How to Get Smart about Customer Lifetime Value
Every business is focused on the bottom line: Making sure revenue exceeds costs each month. One big line item for most companies is spending hundreds–or, in some cases, even thousands–of dollars on acquiring new customers. Once you get that customer, what then?
Customer Lifetime Value, or CLV, is a different way of looking at the customer equation. If your business isn’t measuring CLV, read on. Doing so could be the key to a healthier bottom line.
Your relationship with your customer likely didn’t happen by accident, did it? There was intent on the business end, and that is manifested in money spent. You need a customer, and your customer needs solutions. The “monkey in the middle,” as it were, is the cost of doing business.
No one likes the the cost of customer acquisition. In an ideal world, your product or service would “go viral” and you’d have people lined up around the block to just hear about it, but that’s something most people just dream of. Here’s the good news: customer retention can help balance out the costs spent on customer acquisition. It’s much less expensive to keep a customer than it is to court a new one.
By minimizing costs, you’re able to boost your gross margin on customer revenue. These elements provide the core of Customer Lifetime Value.
Let’s take a look a simple CLV example, based on the customer’s activities (excluding referrals, for clarity). We’ll peg the cost of acquisition at $100, the gross margin on annual revenue at $200, and annual support costs at $25. Let’s say the relationship is four years in length.
This gives us a CLV of $600, when you subtract the support cost from the gross margin of $200, multiplied by four years.
A quick aside: Customer referrals are always good to have. Word-of-mouth carries a great deal of weight, because there’s a certain vouchsafe that comes from more personal nature of the recommendation. Why else do you think Facebook was pushing social ads?
So what happens when a CLV goes “negative” (into the red)? Let’s suppose the acquisition cost is increased to $600, with the rest of the stats remaining the same. It would take three-and-a-half years for the business relationship to yield growth.

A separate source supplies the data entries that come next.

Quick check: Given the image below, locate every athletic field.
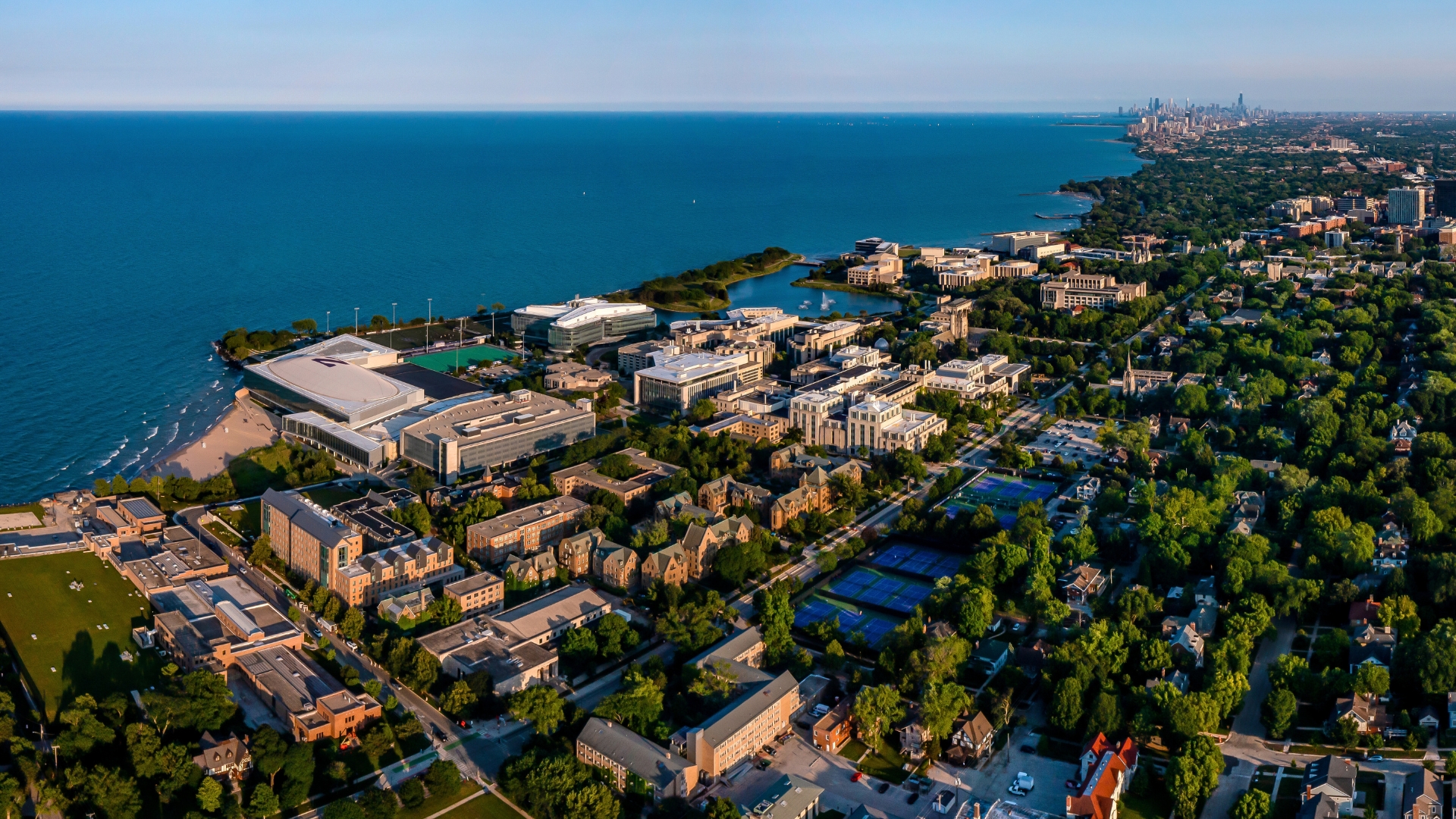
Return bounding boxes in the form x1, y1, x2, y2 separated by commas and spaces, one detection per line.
0, 552, 160, 717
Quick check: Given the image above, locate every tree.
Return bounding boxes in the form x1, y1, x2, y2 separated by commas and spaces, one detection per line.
440, 679, 475, 717
359, 786, 399, 819
1166, 736, 1223, 816
339, 607, 364, 640
196, 777, 223, 813
706, 795, 739, 819
855, 685, 905, 748
510, 685, 566, 736
1264, 688, 1299, 739
920, 682, 973, 739
399, 777, 425, 808
1051, 676, 1082, 733
246, 783, 278, 819
1356, 663, 1391, 697
758, 583, 795, 666
1228, 790, 1269, 819
425, 758, 460, 795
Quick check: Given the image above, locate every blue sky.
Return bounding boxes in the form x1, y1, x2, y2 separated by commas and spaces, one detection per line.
0, 0, 1456, 111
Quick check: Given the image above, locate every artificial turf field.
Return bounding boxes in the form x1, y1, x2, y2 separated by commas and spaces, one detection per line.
0, 552, 160, 718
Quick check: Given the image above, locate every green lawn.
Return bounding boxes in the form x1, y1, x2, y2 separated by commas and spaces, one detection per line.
0, 552, 162, 716
859, 743, 910, 786
440, 792, 521, 819
0, 503, 46, 531
394, 780, 486, 819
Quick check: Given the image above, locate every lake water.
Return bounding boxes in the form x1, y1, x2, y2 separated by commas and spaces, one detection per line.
0, 114, 1140, 501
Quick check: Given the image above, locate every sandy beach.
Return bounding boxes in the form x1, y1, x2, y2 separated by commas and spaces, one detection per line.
143, 403, 278, 481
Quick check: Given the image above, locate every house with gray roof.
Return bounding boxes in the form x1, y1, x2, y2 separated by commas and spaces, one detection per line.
576, 717, 698, 802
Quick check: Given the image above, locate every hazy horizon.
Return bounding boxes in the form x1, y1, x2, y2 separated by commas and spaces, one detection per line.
8, 0, 1456, 114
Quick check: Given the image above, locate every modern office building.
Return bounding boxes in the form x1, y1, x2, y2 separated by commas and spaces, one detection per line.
1385, 188, 1426, 224
399, 389, 597, 484
1041, 272, 1147, 310
261, 490, 364, 588
444, 571, 505, 613
464, 495, 588, 566
511, 299, 657, 351
243, 335, 427, 430
921, 353, 1031, 400
632, 353, 763, 414
576, 717, 698, 802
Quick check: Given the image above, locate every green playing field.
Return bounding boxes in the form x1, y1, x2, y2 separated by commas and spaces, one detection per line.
0, 552, 162, 717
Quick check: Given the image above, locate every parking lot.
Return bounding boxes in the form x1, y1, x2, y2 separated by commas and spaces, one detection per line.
932, 729, 1078, 814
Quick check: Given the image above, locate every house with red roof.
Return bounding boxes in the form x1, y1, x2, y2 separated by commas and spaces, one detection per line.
1067, 733, 1138, 819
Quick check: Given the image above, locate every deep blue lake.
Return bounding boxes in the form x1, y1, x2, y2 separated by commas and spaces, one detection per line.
0, 114, 1140, 501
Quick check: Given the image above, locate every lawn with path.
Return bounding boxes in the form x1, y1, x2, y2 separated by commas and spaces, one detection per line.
0, 552, 162, 717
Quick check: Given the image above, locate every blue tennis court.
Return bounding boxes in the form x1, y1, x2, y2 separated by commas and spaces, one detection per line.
793, 595, 900, 648
872, 544, 965, 577
827, 568, 930, 613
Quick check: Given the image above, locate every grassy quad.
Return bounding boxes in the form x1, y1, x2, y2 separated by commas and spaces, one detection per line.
0, 552, 162, 718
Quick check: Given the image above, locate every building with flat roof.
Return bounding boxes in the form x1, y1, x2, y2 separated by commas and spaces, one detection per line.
399, 389, 597, 484
551, 449, 682, 506
419, 586, 611, 694
243, 335, 427, 430
444, 571, 505, 613
576, 717, 698, 802
464, 495, 588, 566
788, 321, 869, 364
234, 648, 384, 742
1041, 272, 1147, 310
921, 353, 1031, 402
259, 490, 364, 590
632, 353, 763, 414
332, 538, 464, 606
511, 299, 657, 351
152, 576, 303, 673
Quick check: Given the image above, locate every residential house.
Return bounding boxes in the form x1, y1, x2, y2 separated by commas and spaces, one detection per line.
192, 732, 253, 780
1168, 623, 1203, 669
641, 544, 687, 588
1301, 756, 1358, 816
1065, 733, 1138, 819
698, 475, 774, 514
1350, 623, 1396, 673
814, 697, 853, 754
378, 587, 435, 623
971, 640, 1010, 676
1401, 768, 1446, 819
946, 711, 996, 765
592, 541, 642, 592
576, 717, 698, 802
1057, 563, 1106, 606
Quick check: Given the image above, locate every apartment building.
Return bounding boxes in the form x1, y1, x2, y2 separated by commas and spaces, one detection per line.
632, 353, 763, 414
576, 717, 698, 802
551, 447, 682, 506
464, 495, 588, 566
788, 321, 874, 364
444, 571, 505, 615
1041, 272, 1147, 310
671, 629, 799, 777
259, 490, 364, 590
332, 538, 464, 606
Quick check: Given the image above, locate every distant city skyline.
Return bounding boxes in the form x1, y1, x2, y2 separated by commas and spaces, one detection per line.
0, 0, 1456, 112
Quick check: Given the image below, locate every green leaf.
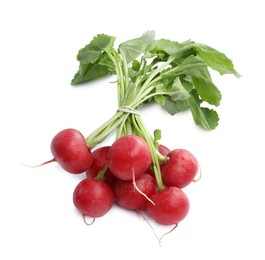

Let’s get back to customer retention. A customer who is retained produces revenue and consumes support costs, but does not incur any more acquisition costs. Higher customer retention means less revenue is lost to customer churn, and when the numbers are all worked out, equates to more selling days each year. Imagine if you magically had the equivalent of 25 extra selling days a year – When you look at the increased efficiency, the end result is very much like that. (If I was a retailer, I’d place those days between Thanksgiving and the end of the year in the United States).
So, how do you get started? Begin considering customer retention as the third lever of the business, joining the “revenue” and “cost” levers. As you get started, your CLV isn’t going to be perfect, but you can refine it over time and use it as a sounding board when you consider projects. If you are refining your customer segments or defining new customer “personas,” look at the CLV for each one as another way of informing yourself about each segment or persona – some segments might surprise you when viewed through the CLV framework.
It takes time to work out the kinks, but retaining customers for the long-term will yield serious growth for your business as you determine real Customer Lifetime Value.